1. The suit from which this appeal arises was instituted under Section 14, Religious Endowments Act XX of 1863, by four persons, who had obtained leave of the Court under Section 18 of the same. Subsequent to its institution, one of these persons died; and the District Judge has dismissed the suit on the single ground that it is not competent to the three survivors to maintain it, it being ' essential that all the donees of the power (to institute a suit) conferred by the Court should jointly exercise that power right up to the finish of the suit.' The surviving plaintiffs appeal.

2. The chief authority relied on by the District Judge is that of Venkatesha Malla v. Ramayya Hegade I.L.R. (1914) M. 1192 : 27 M.L.J. 241 in which it was held that where sanction was given under Section 18 of the Religious Endowments Act to two men, it was not open to one of them alone to institute the suit under that sanction. It may be pointed out at once that this ruling does not necessarily cover the present case, in which the suit was validly instituted by all the persons who obtained leave to sue, but one of them subsequently died. It does not necessarily follow that a validly instituted suit abates for this reason. Another judgment of this Court quoted in support of the Lower Court's decree, Maddala Bagavannarayana v. Vadapalli Perumalacharyulu (1915) 29 M.L.J. 231 also deals with a case in which the institution was itself defective (in the above sense) and the only authority brought to our notice in support of the abatement, is Chhabile Bam v. Durga Prasad I.L.R. (1915) A. 296 which was expressly dissented from in a recent case of this Court, Parameswaran Mumpee v. Narayanan Nambodri I.L.R (1916) M. 110 : 31 M.L.J. 279. All the last three cases were of suits instituted under Section 92, Civil Procedure Code; but as I shall endeavour to show presently, the difference between the two sections is in the present appellants' favour.

3. Section 18 of the Eeligious Endowments Act is very similar to Section 195 of the Code of Criminal Procedure. In each, the Courts are expressly forbidden to entertain a complaint or suit, unless express sanction or leave for its institution has been previously obtained. The grant of the sanction or leave in each case removes the bar to the Court taking cognizance of the matter; and once that bar is removed, it is not easy to see how either of the two sections can have further effect. In the case of Section 195 of the Code of Criminal Procedure the complaint may be filed by a different person altogether from the person who applied for the sanction (Vide In re Thathayya I.L.R. (1888) M. 47 and though it is not necessary for us to go so far as the present case, I do not see why the same should not hold good in the case of leave granted under Section 18 of the Eeligious Endowments Act. With' all respect to the learned Judges who decided Venkatesha Malia v. Ramayya Hegadi I.L.R. (1914) M. 1198 : 27 M.L.J. 241 the wording of Section 18 of the Eeligious Endowments Act seems to afford no warrant for the consideration by, the Court of the personality of the applicant. The duty of the Court is specifically defined as the determinations of whether there are sufficient prima facie grounds for the institution of the suit. In dealing with applications under Section 195 of the Code of Criminal Procedure, Courts do, not uncommonly, bear in mind the personality of the applicant and his probable motives, although Section 195 is, in this respect, quite general in its terms, and does not attempt to define the matters for the Court's determination. Nevertheless, as already stated, a sanction granted to one person may be utilised by another. Section 92 of the Code of Civil Procedure is different. It expressly authorises the institution of a suit by ' two or more persons having an interest in the trust and having obtained the consent in writing of the Advocate-General.' This wording certainly supports the view that the persons who institute the suit must be identical with those who obtained the sanction.

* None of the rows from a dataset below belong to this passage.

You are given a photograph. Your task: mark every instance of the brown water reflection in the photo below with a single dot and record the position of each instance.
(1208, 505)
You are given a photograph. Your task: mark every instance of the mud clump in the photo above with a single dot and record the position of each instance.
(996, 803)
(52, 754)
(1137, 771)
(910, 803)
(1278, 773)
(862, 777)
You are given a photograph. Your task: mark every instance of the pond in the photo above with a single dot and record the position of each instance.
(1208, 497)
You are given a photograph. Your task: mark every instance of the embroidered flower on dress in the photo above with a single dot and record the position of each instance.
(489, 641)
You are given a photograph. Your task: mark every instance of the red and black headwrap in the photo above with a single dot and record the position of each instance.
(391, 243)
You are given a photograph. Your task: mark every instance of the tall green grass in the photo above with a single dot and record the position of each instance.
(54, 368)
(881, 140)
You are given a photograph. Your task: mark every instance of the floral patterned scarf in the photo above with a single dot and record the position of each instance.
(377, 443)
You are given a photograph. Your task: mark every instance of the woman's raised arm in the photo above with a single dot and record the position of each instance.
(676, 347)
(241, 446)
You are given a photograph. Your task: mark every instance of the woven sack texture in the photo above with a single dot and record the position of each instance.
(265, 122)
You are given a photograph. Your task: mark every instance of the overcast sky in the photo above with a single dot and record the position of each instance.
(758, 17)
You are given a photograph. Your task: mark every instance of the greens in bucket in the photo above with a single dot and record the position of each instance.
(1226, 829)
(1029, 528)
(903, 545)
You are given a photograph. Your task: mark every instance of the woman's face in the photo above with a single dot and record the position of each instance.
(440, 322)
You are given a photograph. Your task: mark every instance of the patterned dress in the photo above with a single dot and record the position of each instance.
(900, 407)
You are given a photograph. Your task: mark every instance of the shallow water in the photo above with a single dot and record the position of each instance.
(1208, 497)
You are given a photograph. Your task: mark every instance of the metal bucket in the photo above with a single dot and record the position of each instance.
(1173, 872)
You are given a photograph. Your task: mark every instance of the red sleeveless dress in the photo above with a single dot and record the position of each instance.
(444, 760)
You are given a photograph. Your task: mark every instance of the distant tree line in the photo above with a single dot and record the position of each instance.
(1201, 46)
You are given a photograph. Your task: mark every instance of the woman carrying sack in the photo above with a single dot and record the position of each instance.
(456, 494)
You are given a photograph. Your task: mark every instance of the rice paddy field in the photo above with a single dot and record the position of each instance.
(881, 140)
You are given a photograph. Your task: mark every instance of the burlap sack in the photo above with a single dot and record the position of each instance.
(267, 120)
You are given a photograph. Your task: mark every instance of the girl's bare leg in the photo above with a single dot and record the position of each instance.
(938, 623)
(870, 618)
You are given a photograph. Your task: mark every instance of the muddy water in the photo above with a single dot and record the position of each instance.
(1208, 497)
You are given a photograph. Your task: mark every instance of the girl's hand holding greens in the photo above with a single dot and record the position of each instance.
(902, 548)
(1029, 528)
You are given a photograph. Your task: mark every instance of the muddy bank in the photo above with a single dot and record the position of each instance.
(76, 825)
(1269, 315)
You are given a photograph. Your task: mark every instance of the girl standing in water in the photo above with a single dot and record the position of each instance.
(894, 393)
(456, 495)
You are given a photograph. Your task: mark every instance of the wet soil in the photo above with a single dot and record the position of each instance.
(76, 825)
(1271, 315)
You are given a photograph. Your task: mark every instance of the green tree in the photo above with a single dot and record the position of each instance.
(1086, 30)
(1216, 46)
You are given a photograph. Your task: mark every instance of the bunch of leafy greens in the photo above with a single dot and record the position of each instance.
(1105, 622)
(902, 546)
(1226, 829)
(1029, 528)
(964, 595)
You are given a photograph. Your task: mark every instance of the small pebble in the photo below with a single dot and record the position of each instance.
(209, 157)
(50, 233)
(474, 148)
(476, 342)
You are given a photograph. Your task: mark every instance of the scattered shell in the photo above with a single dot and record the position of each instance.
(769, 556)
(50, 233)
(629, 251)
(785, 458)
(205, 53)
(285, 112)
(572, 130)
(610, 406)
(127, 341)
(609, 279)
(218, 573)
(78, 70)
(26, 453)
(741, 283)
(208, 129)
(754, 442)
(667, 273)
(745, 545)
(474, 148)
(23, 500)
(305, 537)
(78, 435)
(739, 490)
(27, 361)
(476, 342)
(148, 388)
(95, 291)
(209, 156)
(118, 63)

4. Under Section 14 of the Religious Endowments Act, on the contrary, any person or persons interested may sue; and Section 18 merely interposes an independent condition that the suit shall not be entertained unless leave has been previously granted on application--but without indicating in any way by whom the application should be made.

5. There seems to me, therefore, no need to adopt the District Judge's very narrow view of the section and where the District Court has, on due consideration, decided that there are sufficient prima facie grounds for the institution of a suit against trustees of religious endowments it is undesirable in the public interest that unnecessary obstacles should be thrown in the way of its prosecution.

6. I would set aside the decree of the District Court and remand the suit for disposal on its merits. Costs in this Court should be costs in the cause.

Sadasiva Aiyar, J.

7. I should like to reserve my opinion on the question whether when 'leave is granted to A under Section 18 of Act XX of 1863 to institute a suit, B could institute that suit under Section 14.

8. But I entirely agree with my learned brother that there is nothing in Section 18 which can be construed as putting an end to the suit after it is once legally instituted, simply because one of several persons who obtained the leave under Section 18 died during the pendency of the suit. I think that the general provisions of the Civil Procedure Code become applicable as much to a suit brought in the Special Court mentioned in Section 14 of the Religious Endowments Act after the first step, namely, the institution of the suit, has taken place, as to a suit brought under Section 92, Civil Procedure Code, except that a certain special or rather supplemental provision regarding reference to arbitration (See Section 16 of the Religious Endowments Act) is also applicable to the former case and the Court is given express powers to award certain named reliefs in its decree to a suit under Section 92, Civil Procedure Code. (See also Parameswaran Mumpee v. Narayanan Nambudri I.L.R. (1916) M. 110 : 31 M.L.J. 279 and Varadayya Chetti v. Munusami Chetti (1911) 10 M.L.T. 614

9. A suit under Section 14 of Act XX of 1863 is, in my opinion, as much a representative suit as one brought under Section 92 of the Civil Procedure Code or some of the suits under Order 1, Rule 8 of that Code, as it is equally brought in and as it affects the rights of all those interested in the religious endowment. All such interested persons become, in the eye of the law, parties to such a suit and the death of one or more of them cannot cause the suit to abate nor would it prevent the suit from being heard till ' its finish ' after it has been once properly and legally instituted, unless perhaps in the almost impossible contingency of all the persons interested ceasing to exist in this world by death or by wholesale apostacy. I agree in the order proposed by my learned brother.